Ainsi notre Confrérie est appelée à briser les rideaux de fer entre les Églises-sœurs isolées, entre Slaves et Grecs, entre l’Orient et l’Occident. Elle se dresse contre tout esprit de domination d’une partie de l’Église sur les autres.

Anathème à celui qui est satisfait de son propre charisme local, comme d’une fausse plénitude, en s’isolant des autres.

Anathème à celui qui se soumet lâchement à la domination du plus fort dans l’Église ou qui est gonflé de sa propre valeur, au détriment de sa vocation.

Nous confessons aussi que l’Église du Christ est libre, distincte de toute forme de civilisation, de culture et en particulier de tout régime politique, de toute tendance sociale... Mais en même temps nous confessons que, dans l’histoire et la politique humaines, rien n’est dû au hasard, tout est guidé par la Providence.

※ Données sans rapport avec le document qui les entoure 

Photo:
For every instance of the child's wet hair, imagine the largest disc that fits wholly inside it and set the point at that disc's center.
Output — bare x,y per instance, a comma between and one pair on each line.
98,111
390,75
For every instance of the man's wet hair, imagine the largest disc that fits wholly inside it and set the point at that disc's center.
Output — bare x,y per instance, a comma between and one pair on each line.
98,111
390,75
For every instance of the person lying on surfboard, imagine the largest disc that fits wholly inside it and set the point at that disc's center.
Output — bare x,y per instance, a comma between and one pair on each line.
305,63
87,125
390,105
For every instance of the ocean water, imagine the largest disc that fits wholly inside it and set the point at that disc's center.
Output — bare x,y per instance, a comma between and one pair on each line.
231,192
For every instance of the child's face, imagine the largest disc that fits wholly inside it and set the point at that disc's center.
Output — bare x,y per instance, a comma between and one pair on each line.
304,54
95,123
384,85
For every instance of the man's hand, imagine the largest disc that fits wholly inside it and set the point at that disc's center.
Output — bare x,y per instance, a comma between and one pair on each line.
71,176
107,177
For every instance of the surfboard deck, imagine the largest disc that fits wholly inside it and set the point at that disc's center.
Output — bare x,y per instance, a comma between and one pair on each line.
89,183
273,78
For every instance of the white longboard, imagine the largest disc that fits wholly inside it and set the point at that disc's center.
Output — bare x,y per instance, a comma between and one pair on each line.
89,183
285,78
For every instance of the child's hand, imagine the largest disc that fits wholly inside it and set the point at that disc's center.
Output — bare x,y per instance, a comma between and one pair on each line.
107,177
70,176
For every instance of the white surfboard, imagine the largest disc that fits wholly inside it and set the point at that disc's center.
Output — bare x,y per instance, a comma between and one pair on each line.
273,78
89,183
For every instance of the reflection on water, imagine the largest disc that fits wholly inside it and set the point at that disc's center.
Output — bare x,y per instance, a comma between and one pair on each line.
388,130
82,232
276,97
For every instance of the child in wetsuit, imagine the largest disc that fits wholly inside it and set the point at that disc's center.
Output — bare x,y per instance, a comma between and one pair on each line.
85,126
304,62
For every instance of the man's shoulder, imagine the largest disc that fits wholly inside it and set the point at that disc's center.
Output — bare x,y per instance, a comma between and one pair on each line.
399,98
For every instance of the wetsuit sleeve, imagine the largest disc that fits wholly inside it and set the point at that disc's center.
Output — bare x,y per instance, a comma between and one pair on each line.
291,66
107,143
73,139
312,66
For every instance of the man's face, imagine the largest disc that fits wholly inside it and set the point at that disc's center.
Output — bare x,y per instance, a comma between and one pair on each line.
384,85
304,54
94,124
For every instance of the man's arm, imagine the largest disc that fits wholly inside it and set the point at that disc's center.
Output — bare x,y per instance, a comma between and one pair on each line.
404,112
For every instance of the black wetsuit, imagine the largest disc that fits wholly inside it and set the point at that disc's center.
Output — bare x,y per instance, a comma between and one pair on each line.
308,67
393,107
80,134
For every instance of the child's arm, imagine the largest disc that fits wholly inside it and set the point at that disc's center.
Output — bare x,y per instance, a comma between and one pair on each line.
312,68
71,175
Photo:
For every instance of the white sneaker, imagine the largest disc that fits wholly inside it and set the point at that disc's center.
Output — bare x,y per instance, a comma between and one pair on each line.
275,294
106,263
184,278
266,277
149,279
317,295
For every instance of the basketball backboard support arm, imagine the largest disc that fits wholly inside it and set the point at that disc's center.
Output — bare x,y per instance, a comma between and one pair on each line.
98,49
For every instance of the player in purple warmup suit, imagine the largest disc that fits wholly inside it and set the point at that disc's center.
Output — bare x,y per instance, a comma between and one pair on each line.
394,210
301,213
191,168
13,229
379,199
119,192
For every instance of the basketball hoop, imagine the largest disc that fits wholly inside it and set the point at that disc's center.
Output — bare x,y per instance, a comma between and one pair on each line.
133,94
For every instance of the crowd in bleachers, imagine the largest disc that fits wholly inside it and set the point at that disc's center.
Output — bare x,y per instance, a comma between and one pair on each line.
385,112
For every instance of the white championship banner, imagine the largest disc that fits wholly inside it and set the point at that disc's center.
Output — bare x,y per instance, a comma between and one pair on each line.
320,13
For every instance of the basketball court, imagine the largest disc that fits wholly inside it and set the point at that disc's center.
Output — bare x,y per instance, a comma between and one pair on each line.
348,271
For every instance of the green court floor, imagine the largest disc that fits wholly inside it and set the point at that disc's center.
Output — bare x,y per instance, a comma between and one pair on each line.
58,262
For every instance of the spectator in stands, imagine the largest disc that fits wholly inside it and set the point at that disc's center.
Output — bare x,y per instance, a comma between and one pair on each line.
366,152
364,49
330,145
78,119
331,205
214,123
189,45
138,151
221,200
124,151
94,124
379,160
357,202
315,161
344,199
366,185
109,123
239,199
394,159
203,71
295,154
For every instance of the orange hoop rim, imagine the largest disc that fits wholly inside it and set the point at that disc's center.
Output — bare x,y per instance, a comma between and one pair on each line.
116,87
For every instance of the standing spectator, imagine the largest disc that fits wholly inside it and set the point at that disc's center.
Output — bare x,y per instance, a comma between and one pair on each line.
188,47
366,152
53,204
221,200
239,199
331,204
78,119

Anathème à celui qui lie l’existence de l’Église à telle ou telle forme de civilisation ou de régime politique. Celui qui entraîne l’Église à leur service est traître au sacerdoce royal.

Anathème à celui qui, dans les événements politiques ou dans la marche de la civilisation, ne voit que le danger pour l’œuvre du Christ, l’action de l’Antéchrist, au lieu de proclamer la sagesse de la Providence divine.

Telle est la pensée agissante de notre Confrérie.

Si quelqu’un parmi nos invités qui, je veux le croire, sont plus que nos amis et ont pleine confiance en nous, a quelque chose à demander sur les grands principes de la Confrérie, nous sommes là pour recevoir toutes les remarques.

 

 


[1] (La première paroisse francophone de la transfiguration en 1926, et  l’intégration du groupe de monseigneur Winnaert en 1937)

[2] Père Eugraph Kovalevsky, la province est un autre nom pour désigner la commission Saint-Irénée.